Ce travail sur le miroir fait suite à la planche tracée par notre Frère Ora\.
Nous nous intéresserons au symbolisme du miroir dans la Grèce ancienne et nous tenterons d’intégrer ce symbolisme dans notre vie maçonnique.
Dans la Grèce antique, le miroir était un objet uniquement féminin, interdit aux hommes.
Ces miroirs de formes circulaires, taillés dans l’airain, étaient prolongés dans leur partie inférieure d’un manche en forme de croix.
Nous trouvons encore aujourd’hui les vestiges de cette appartenance du miroir à un sexe, dans l’écriture du sigle féminin formé d’un cercle surmontant une croix. C’est le miroir de Vénus, qui s’oppose à l’arc d’Apollon, cercle d’où monte une flèche oblique.

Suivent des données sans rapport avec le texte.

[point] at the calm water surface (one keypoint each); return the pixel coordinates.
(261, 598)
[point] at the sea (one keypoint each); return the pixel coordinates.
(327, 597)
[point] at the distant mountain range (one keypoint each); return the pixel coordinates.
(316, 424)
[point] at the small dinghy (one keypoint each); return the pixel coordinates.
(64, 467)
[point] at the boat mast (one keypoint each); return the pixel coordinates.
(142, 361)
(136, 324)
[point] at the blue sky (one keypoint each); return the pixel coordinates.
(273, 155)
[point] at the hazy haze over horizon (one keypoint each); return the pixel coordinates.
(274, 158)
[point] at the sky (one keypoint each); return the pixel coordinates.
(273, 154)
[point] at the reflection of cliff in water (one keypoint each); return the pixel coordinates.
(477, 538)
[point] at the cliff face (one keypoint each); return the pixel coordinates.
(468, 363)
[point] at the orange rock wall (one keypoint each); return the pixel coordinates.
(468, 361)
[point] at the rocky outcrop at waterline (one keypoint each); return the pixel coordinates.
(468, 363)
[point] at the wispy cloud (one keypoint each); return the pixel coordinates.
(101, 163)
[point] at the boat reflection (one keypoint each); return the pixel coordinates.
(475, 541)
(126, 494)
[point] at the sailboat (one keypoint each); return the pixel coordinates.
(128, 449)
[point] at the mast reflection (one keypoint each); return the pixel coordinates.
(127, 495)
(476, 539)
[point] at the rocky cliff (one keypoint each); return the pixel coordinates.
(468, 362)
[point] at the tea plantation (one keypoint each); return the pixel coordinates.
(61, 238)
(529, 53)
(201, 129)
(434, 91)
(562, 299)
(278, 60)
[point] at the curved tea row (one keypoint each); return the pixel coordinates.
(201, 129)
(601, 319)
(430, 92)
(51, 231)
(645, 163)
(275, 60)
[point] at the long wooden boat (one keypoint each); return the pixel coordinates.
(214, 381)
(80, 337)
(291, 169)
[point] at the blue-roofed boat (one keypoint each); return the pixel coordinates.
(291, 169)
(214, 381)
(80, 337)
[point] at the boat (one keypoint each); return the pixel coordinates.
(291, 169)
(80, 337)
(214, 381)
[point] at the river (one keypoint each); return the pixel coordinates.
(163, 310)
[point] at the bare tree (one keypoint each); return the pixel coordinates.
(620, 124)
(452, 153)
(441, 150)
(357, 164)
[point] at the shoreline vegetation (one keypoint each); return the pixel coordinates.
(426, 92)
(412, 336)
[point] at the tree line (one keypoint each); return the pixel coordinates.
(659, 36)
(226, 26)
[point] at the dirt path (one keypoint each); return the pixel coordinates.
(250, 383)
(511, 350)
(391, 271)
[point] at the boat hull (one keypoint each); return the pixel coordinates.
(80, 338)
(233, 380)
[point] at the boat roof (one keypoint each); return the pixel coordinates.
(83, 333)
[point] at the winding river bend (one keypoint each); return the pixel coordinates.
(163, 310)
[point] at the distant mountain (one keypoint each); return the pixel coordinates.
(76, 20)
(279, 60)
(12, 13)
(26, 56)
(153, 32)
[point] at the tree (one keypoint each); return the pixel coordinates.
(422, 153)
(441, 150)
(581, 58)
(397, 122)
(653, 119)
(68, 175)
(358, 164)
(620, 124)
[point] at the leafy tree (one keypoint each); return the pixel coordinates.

Il était interdit aux hommes de se regarder dans les miroirs d’airain.
Les hommes n’étaient autorisés à regarder leur visage que dans les miroirs naturels tels que la surface de l’eau, mais surtout à la surface du vin emplissant les coupes. (Chez le barbier, l’homme fraîchement rasé pouvait se regarder dans le miroir, le rasage étant considéré comme une sorte de féminisation. Mais il n’y avait que le barbier qui tenait le miroir d’une main et le rasoir de l’autre).
Le miroir était donc le symbole de la futilité, de la beauté, de la présence domestique. Il était le prolongement du corps de la femme.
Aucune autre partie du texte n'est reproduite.